For one brief moment, Einarr regretted goading the creature to attack. The sword may have once been gilt and bejewelled, but its owner was still a fine swordsman. Then he and Erik and Jorir were wrapped up in the battle to bring the creature down. Its attacks were vicious, and every bit as quick as its defense had suggested. Einarr contorted in ways he hadn’t thought possible to avoid its blade.
Its rage seemed focused on Jorir, though, and it was Jorir that drew it out. In the moment it overextended, all three Vidofnings struck together. Jorir embedded his axe in its foot, pinning it in place. The back of Erik’s axe knocked its head back, so that it stood nearly straight.
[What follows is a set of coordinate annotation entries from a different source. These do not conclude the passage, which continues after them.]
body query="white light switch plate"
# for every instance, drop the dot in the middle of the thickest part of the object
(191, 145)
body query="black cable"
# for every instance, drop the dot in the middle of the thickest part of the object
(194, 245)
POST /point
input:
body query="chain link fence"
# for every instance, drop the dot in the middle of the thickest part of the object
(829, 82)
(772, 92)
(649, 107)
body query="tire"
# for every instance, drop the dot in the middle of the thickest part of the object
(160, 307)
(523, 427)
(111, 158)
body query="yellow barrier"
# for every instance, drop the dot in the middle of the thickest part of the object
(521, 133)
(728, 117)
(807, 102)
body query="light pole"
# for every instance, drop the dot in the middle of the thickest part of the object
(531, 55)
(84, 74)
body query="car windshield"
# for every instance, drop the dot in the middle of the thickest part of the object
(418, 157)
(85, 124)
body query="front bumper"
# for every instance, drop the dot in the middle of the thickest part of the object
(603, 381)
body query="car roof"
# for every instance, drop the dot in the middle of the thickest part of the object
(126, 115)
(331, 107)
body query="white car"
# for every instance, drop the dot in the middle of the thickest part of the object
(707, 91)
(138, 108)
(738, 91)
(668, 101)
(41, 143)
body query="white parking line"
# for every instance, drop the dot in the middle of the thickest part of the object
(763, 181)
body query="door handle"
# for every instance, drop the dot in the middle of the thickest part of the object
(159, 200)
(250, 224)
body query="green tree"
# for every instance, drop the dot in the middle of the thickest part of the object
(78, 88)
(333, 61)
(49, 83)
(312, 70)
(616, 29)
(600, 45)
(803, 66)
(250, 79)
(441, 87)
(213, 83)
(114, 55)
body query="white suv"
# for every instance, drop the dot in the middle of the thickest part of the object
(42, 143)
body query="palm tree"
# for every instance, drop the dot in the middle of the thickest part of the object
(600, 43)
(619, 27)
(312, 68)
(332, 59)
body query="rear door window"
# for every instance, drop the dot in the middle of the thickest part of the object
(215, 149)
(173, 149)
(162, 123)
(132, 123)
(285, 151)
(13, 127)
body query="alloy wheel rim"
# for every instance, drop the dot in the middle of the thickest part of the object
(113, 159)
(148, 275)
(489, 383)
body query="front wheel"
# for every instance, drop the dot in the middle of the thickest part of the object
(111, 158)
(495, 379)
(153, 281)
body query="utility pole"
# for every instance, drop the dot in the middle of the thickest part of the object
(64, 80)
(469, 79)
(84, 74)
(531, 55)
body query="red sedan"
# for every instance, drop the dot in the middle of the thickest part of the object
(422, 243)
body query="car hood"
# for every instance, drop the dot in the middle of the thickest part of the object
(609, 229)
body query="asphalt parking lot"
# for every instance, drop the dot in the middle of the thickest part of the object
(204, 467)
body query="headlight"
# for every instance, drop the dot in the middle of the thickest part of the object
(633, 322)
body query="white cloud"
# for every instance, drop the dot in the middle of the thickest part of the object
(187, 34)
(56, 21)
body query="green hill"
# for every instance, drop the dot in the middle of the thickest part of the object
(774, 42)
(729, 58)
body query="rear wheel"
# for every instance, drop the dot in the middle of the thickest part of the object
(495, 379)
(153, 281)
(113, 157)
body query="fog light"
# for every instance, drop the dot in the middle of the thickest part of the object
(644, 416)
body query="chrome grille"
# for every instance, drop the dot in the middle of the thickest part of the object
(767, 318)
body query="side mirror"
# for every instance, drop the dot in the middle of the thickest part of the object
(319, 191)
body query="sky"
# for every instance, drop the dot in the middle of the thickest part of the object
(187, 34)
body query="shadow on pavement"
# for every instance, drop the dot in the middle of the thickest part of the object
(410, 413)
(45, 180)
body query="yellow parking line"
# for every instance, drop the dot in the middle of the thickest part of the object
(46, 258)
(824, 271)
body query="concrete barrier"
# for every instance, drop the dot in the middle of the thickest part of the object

And then Sinmora clove the revenant in twain, from head to toe.
There was no blood. Instead, the revenant’s body began to crumble like ancient parchment until there was nothing left but a pile of fine dust at their feet. A breeze came up and swept even that away.
Einarr stood still for a long moment after. The spirit had seemed to have an affinity for wind, so none of them were willing to credit their victory so quickly. After a long moment had passed in silence, save for the whistling of the wind, they all sheathed their blades.
“Runa,” Einarr said, straightening and taking a deep breath. “How did you know?”
“How did I know what?” That innocent tone didn’t fool Einarr.
“How did you know what story to tell? And how did you get from there to Päronskaft, of all things?”
Runa gave a small, mysterious smile. “My Singer training comes in handy sometimes.”